We haven’t recently looked at the amount of people attending our Churches. But in our diocese, which is not the whole of london, the diocese of London is only an area north of Thames, but 80,000 people are worshipping in our Churches every week and that is a slice of the 640,000 Christians who are worshipping in more than 4,000 Churches in Greater London generally.

We have experienced over the past 20 years a rebirth. 20 years ago the amount of people attending our Churches was half. This is not the picture presented by the media.

Some people are even talking about the persecution of Christians. That’s absolute nonsense.

Is social media a way for the Church to enter the 21st Century? 

Yes, social media can be used for good, some clergy even use it. I will not be joining twitter. But I’m not too censorious. I think there is a considerable challenge spiritually from the digital age. I do think there are dangers if you are getting addicted to seeing your desires thrown up on the screen and you close the door to your parents and you get a feedback from your own fantasies, cravings and desires. That is not the way to flower spiritually. Flowering spiritually is encountering the other… and interdependence with others.

What can the Church do to counter the growing rates of depression among young people?

How we help, partly, is through [young people gaining] membership of a community which has a sense of mission and meaning, something that can help you take you out of yourself. I have known depression in my own life. I know you can feel extraordinarily isolated but you are totally preoccupied with yourself and one of the vital things is to emerge from that. The extent to which you can go beyond yourself, you can find yourself beyond yourself. You don’t find yourself through endless introspection and beating yourself up. Being a member of a community, finding a mission and a meaning [is what helps].

How do you rally people to a vision of a better future when they suspect that, actually, the better future is behind them? The problem is: nobody is profoundly listening to young people.

What do you make of the current situation regarding gay marriage?

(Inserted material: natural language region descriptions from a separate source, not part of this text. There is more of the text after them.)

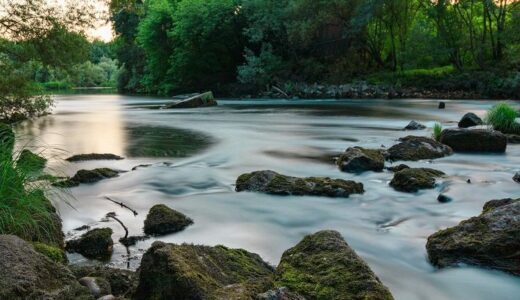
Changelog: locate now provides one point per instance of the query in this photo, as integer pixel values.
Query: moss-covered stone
(491, 239)
(54, 253)
(163, 220)
(95, 244)
(171, 271)
(413, 148)
(94, 156)
(413, 179)
(271, 182)
(323, 266)
(358, 160)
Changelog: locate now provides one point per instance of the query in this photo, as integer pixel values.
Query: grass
(437, 130)
(503, 118)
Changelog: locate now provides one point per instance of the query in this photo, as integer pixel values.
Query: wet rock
(193, 101)
(96, 244)
(97, 286)
(163, 220)
(474, 140)
(358, 160)
(185, 271)
(415, 148)
(27, 274)
(491, 240)
(279, 294)
(270, 182)
(413, 179)
(414, 125)
(470, 120)
(94, 156)
(88, 176)
(323, 266)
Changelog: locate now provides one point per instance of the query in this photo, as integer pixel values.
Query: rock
(163, 220)
(413, 179)
(415, 148)
(97, 286)
(414, 125)
(444, 199)
(27, 274)
(470, 120)
(88, 176)
(193, 101)
(185, 271)
(474, 140)
(323, 266)
(271, 182)
(279, 294)
(94, 156)
(491, 239)
(358, 160)
(96, 243)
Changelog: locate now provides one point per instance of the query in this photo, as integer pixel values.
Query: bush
(503, 118)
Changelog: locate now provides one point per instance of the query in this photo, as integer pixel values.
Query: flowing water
(195, 155)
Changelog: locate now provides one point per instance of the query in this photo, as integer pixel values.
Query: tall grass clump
(24, 209)
(437, 131)
(503, 118)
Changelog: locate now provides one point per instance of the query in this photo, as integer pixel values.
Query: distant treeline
(170, 46)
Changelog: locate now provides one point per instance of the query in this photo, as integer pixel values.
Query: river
(197, 154)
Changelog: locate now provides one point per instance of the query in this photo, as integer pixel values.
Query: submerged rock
(163, 220)
(413, 179)
(470, 120)
(94, 156)
(415, 148)
(323, 266)
(414, 125)
(358, 160)
(271, 182)
(491, 239)
(171, 271)
(96, 244)
(27, 274)
(193, 101)
(474, 140)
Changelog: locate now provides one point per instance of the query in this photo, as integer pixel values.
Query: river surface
(195, 156)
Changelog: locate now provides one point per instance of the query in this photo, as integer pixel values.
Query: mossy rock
(171, 271)
(323, 266)
(163, 220)
(491, 240)
(95, 244)
(54, 253)
(414, 148)
(270, 182)
(412, 180)
(358, 160)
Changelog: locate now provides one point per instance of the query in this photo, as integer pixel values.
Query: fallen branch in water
(122, 205)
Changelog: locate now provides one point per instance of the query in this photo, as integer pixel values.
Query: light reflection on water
(208, 148)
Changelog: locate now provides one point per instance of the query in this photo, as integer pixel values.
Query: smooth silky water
(197, 154)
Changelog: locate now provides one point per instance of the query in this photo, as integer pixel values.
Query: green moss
(54, 253)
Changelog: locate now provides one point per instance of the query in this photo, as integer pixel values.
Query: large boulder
(163, 220)
(474, 140)
(358, 160)
(413, 179)
(323, 266)
(171, 271)
(470, 120)
(27, 274)
(413, 148)
(193, 101)
(271, 182)
(96, 244)
(491, 239)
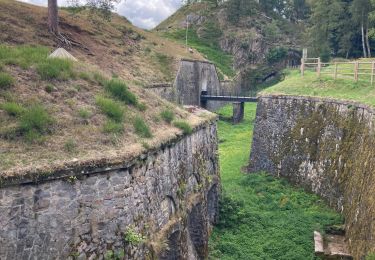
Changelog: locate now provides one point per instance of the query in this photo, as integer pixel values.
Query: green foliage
(110, 108)
(6, 80)
(70, 145)
(184, 126)
(53, 68)
(141, 128)
(222, 60)
(84, 113)
(35, 121)
(167, 115)
(12, 108)
(276, 54)
(261, 216)
(133, 238)
(325, 86)
(120, 91)
(112, 127)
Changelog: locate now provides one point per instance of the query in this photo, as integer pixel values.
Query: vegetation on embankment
(325, 86)
(53, 111)
(261, 217)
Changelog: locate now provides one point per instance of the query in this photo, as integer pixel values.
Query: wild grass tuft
(184, 126)
(61, 69)
(12, 108)
(120, 91)
(110, 108)
(141, 128)
(6, 80)
(167, 115)
(113, 127)
(35, 122)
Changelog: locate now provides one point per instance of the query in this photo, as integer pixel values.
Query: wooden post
(356, 71)
(335, 70)
(319, 67)
(302, 67)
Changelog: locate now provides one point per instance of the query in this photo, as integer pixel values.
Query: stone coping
(102, 165)
(321, 99)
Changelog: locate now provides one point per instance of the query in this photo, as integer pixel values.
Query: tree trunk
(363, 41)
(53, 18)
(368, 43)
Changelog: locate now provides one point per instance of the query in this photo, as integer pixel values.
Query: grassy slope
(325, 86)
(265, 217)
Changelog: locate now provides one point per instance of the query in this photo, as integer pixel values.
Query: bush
(120, 91)
(12, 108)
(113, 127)
(167, 115)
(34, 122)
(141, 128)
(6, 80)
(53, 68)
(184, 126)
(110, 108)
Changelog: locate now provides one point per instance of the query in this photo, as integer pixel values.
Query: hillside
(238, 39)
(55, 113)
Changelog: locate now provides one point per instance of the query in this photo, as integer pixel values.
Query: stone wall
(327, 147)
(160, 204)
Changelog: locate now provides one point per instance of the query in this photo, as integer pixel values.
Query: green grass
(184, 126)
(120, 91)
(325, 86)
(261, 217)
(167, 115)
(35, 122)
(12, 108)
(141, 128)
(6, 80)
(222, 60)
(110, 108)
(53, 68)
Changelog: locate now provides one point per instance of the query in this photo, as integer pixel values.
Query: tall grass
(261, 216)
(119, 90)
(110, 108)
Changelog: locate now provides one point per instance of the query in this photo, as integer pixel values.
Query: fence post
(356, 71)
(372, 72)
(302, 67)
(335, 70)
(319, 67)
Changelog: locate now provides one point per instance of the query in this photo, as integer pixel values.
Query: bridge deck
(229, 98)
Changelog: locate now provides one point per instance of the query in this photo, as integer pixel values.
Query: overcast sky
(142, 13)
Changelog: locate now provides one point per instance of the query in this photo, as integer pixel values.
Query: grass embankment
(325, 86)
(261, 217)
(211, 51)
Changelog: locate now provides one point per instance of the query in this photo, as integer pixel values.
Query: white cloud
(143, 13)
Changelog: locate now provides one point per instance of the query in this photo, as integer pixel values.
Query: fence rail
(356, 69)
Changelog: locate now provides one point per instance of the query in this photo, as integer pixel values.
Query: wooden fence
(357, 70)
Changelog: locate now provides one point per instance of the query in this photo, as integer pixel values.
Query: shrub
(110, 108)
(84, 113)
(53, 68)
(113, 127)
(34, 122)
(120, 91)
(6, 80)
(141, 128)
(12, 108)
(167, 115)
(184, 126)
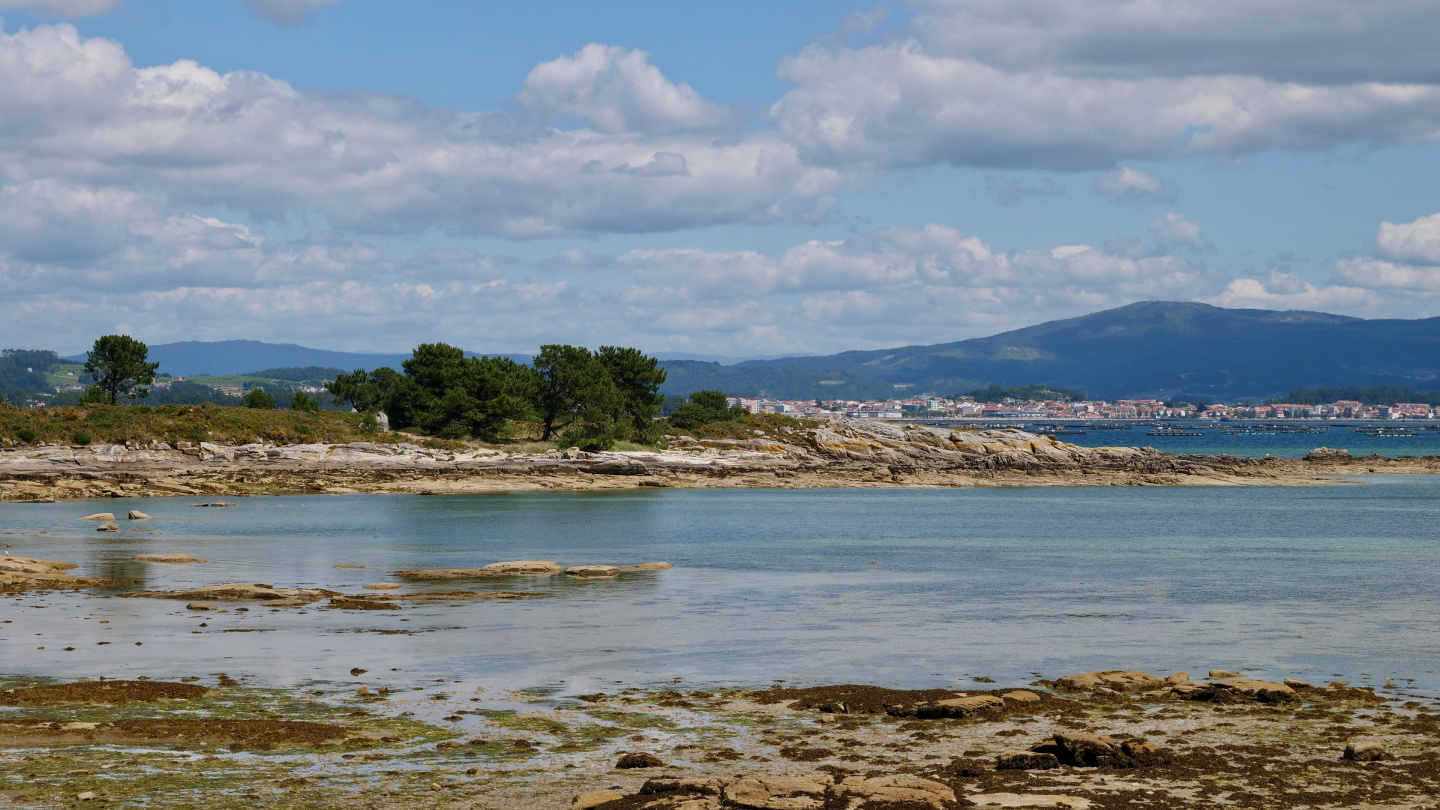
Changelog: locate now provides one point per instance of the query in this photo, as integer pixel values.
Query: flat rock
(594, 799)
(899, 790)
(592, 571)
(1116, 679)
(170, 558)
(778, 793)
(1026, 761)
(1028, 800)
(1365, 751)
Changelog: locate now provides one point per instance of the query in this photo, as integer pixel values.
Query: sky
(739, 179)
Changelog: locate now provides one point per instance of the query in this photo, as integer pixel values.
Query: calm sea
(894, 587)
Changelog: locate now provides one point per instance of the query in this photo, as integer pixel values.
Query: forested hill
(1158, 349)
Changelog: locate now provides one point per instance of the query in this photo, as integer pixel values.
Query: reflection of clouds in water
(768, 584)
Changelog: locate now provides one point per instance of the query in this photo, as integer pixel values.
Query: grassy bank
(115, 424)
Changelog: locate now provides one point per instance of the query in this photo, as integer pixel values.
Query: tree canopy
(120, 368)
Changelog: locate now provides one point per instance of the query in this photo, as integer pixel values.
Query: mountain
(1149, 349)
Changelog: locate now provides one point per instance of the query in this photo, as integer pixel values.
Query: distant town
(1028, 410)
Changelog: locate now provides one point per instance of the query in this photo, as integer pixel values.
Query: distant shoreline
(851, 453)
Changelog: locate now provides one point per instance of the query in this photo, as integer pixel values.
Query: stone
(1086, 750)
(1026, 761)
(1027, 800)
(1263, 691)
(1119, 681)
(592, 571)
(640, 760)
(169, 558)
(894, 790)
(778, 793)
(594, 799)
(1365, 751)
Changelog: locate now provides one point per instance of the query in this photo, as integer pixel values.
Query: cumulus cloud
(1175, 231)
(1414, 242)
(1132, 185)
(288, 12)
(78, 111)
(614, 90)
(64, 7)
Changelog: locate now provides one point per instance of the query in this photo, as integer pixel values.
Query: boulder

We [the Church] are looking at it from the health of the whole of society. Marriage between a man and a woman is the optimal, but not infallible, way of bringing up a family. That is what this institution is about from its heart.

Is the central conviction of this civilisation that we should see the progressive removal of any constraints in any individual consumer choice in goods or morals? That is one vision in the way we should go. Or is it a much more communal vision?

Research shows that it is the faithfulness of two people living together that provides the kind of context in which you can give people a very good start to life. Marriage is not a Christian institution, it vastly antidates the Christian faith. It is part of the way that humans have organised themselves for thousands of years.

Is our country lacking a sense of spirituality?

This is why the 21st century has seen the re-emergence of faith worldwide as a major phenomenon. The editor of the Economist even wrote a book recently called God is Back. It’s because the secular religions have not delivered. The religions of the 20th century were secular messianic states: Communism, fascism, these were ersatz religions, political religions. They were born in an era when the Christian Churches were very decrepit.

There is no spiritual progress unless you commit yourself to a way. If you’re just picking from a bit of boom boosh here and there you get nowhere and unless you commit yourself to a discipline of a spiritual way, you get nowhere.